I really appreciate the help.

[Techgurl]

I prefer the Kerio personal firewall to the Comodo. I had problems with the Comodo crashing when I tested it.

[dr_st]

I like Kerio too.

To me, hardware and software firewalls are for completely different purposes. None of the desktop computers on my LAN runs any firewall, because I completely trust my router. However, on my laptop, which I frequently connect to foreign networks, I run Kerio. Not so much to protect me from internet hackers (I do trust my institute firewall too), but to protect me from other potential hackers on the same LAN. Way too many times I found that using a simple IP scanner I can locate other computers on the network and access all their shared files. I wouldn't want anyone doing that to me.

[Purcy]

I just wanted to say, that I learned a lot from this thread.

Thank you

[carbon_unit]

Way too many times I found that using a simple IP scanner I can locate other computers on the network and access all their shared files. I wouldn't want anyone doing that to me.

Me too, that is why I password protect my shares.

[ronbo613]

This thread has also given me reason to think. While the ZoneAlarm works fine on my desktop PC, I might try Comodo on the Thinkpad if it uses less resources than ZoneAlarm would.
I'm currently using the Windows firewall on the Thinkpad and wondering if even that would do the job. Since I started using Firefox and NOD32, I can't recall even having a firewall alert.

[Purcy]

I cannot validate this statement but have read that the Windows firewall only protects the Microsoft things onboard, so I believe your search for an alternate software (or hardware) firewall is good.

[dsigma6]

I've been a Comodo user since I stumbled upon their website before I ever heard it mentioned...I don't like hearing about the leaks posted above, but I'll pretend I didn't see that.

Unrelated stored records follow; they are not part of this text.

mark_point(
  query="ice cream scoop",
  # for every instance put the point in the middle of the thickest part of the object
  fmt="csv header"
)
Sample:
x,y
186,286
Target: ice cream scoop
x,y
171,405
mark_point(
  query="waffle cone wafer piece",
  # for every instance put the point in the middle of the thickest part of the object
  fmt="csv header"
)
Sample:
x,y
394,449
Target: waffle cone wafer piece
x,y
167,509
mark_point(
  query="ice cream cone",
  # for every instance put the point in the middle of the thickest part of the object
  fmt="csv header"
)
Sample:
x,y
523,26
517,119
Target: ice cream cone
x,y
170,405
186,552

edit:...wait, Comodo scored highest...YAY!!

[acasto]

I use Shorewall (iptables frontend) on my Thinkpad, and almost always have some type of hardware device on the local network. For that I will use anything, but prefer something like m0n0wall.

[Temetka]

My wifi router has a built in NAT in it, but I will probably swap it out for a Linksys unit with an SPI in as well. I also run AVG and Xp firewall. When booted into Linux I have the SeLinux firewall running.

To date I have received no virii or trojans with this setup in about 2 years. Some spyware from my niece visiting myspace (which is now perma-blocked in my router).

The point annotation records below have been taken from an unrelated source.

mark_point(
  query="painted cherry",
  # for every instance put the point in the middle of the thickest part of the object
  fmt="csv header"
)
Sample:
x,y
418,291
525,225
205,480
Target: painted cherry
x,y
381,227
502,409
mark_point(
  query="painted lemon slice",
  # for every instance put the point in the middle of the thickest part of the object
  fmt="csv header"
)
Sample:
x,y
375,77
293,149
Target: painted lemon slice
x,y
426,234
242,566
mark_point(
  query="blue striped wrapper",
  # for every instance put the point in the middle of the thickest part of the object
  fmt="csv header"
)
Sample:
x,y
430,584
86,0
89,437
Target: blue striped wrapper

I am looking at the WRT54GS model. I haven't been impressed with the WRT300N models. No replaceable antenna.

[tvsjr]

SELinux is NOT A FIREWALL. SELinux provides mandatory access control, based on the least-privilege, using kernel security modules.

My choice of firewall would be any of the Cisco ASA line... from the 5505 for home use to the 5540s in the data centers.

[Temetka]

Yeah. I was way tired last night. Sorry about the confusion.